Aunque hincha de Millonarios, Santa Fe es parte fundamental de mi vida, piedra angular de mi identidad. Por lo obvio, sí, porque es el espejo en el que me miro para saber quién soy en tanto azul, pero también porque a los rojos les debo –y no temo reconocerlo- una buena parte del encanto que ha destilado el fútbol en mis días.

En mi época de colegio todos mis amigos eran rojos –tendencia que se prolonga hasta hoy-, y de una vez voy contando que años después encontraría la felicidad –o algo muy parecido a lo que dicen que es- en un matrimonio con una reconocida fanática del vecino.

De vuelta a la adolescencia, recuerdo que con varios de ellos teníamos un pacto tácito de solidaridad: yo los acompañaba a ellos un domingo y al menos uno de ellos retribuía el gesto ocho días después cuando Millos era local. A todos nuestros padres les preocupaba que fuéramos solos al estadio, por lo que esta alianza estratégica era vital.

Así, como si se tratara un poco de una familia política, terminé desarrollando un extraño interés por el rival, una mezcla de morbo, animadversión y pinceladas de ternura. Desde luego no los apoyaba, por supuesto que sus victorias no me emocionaban, todo lo contrario, pero cada vez era más consciente de que ellos tenían control sobre una pieza del rompecabezas de mi gran pasión.

Puedo recitar las formaciones de Santa Fe entre 1990 y 2002, fui testigo –y disfruté bastante- del martirio que para ellos significó tener como arietes a Jeffrey Díaz, Silverio Ramón Penayo y Jáder Rojas.
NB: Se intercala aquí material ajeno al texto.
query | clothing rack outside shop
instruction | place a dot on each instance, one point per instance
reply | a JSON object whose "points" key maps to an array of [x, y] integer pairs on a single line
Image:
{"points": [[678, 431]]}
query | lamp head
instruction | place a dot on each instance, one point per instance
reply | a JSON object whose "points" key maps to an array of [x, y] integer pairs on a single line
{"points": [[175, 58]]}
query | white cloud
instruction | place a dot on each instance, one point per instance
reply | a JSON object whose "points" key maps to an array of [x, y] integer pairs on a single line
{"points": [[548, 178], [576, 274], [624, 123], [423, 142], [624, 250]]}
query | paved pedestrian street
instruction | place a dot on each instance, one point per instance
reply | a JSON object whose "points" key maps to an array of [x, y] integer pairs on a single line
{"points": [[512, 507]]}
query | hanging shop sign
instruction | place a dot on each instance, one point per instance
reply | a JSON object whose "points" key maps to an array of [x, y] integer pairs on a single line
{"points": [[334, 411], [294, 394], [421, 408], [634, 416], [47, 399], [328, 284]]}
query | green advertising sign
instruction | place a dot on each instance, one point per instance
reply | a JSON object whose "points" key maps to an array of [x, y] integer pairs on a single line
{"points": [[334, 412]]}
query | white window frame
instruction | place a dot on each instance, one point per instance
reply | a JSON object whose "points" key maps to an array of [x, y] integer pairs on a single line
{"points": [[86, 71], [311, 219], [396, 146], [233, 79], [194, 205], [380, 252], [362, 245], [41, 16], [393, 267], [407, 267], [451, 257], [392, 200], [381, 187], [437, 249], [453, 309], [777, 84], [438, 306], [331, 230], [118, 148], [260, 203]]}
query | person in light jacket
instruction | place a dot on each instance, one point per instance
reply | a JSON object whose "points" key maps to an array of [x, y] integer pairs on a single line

Noches enteras hemos dedicado años después a recordar los cantares de gesta que eran las transmisiones del fútbol visitante de 610 AM a cargo de Jairo Moncada “El gol gol de Colombia” y Gonzalo “Chalo” González, siempre con un árbitro –por lo general Panesso- “metiendo pito” en contra de los intereses capitalinos, siempre con un gol en contra cuando mejor jugaba el onceno bogotano.

Así fui entendiendo que mi vida futbolera sin Santa Fe estaría incompleta. Tema aparte eran los clásicos, y el sentarnos juntos a vivirlos. Ganar significaba, claro, la alegría por la victoria en la cancha, pero sobre todo el poder pasar cuenta de cobro en las gradas. La derrota dolía mucho más después, al regreso apiñuzcados todos en el carro y la herida volvía a abrirse el lunes en la mañana antes de entrar a clases.

Todo este contexto para lamentar que hoy esa última vivencia ya no es posible. Ya no hay espacios en el estadio en que hinchas rivales se puedan sentar juntos y eso es gravísimo, tanto como que cuando brota un seguidor del visitante se le señale con saña y sangre en el ojo por parte de la turba y sea la propia Policía –ni siquiera una empresa de vigilancia privada- la que intervenga para retirar al ciudadano de un espectáculo que tiene lugar en un bien público. Absurdo.

Con eso se consigue que los más pequeños entiendan el ser hincha en términos de militancia fanática y no se les educa en la convivencia con los otros. Les está tocando una versión muy oscura del deporte. Reciben clarito el mensaje de que el de color diferente es el enemigo a vencer y no la persona con la que nos une la misma obsesión y que necesita de mí tanto como yo de él.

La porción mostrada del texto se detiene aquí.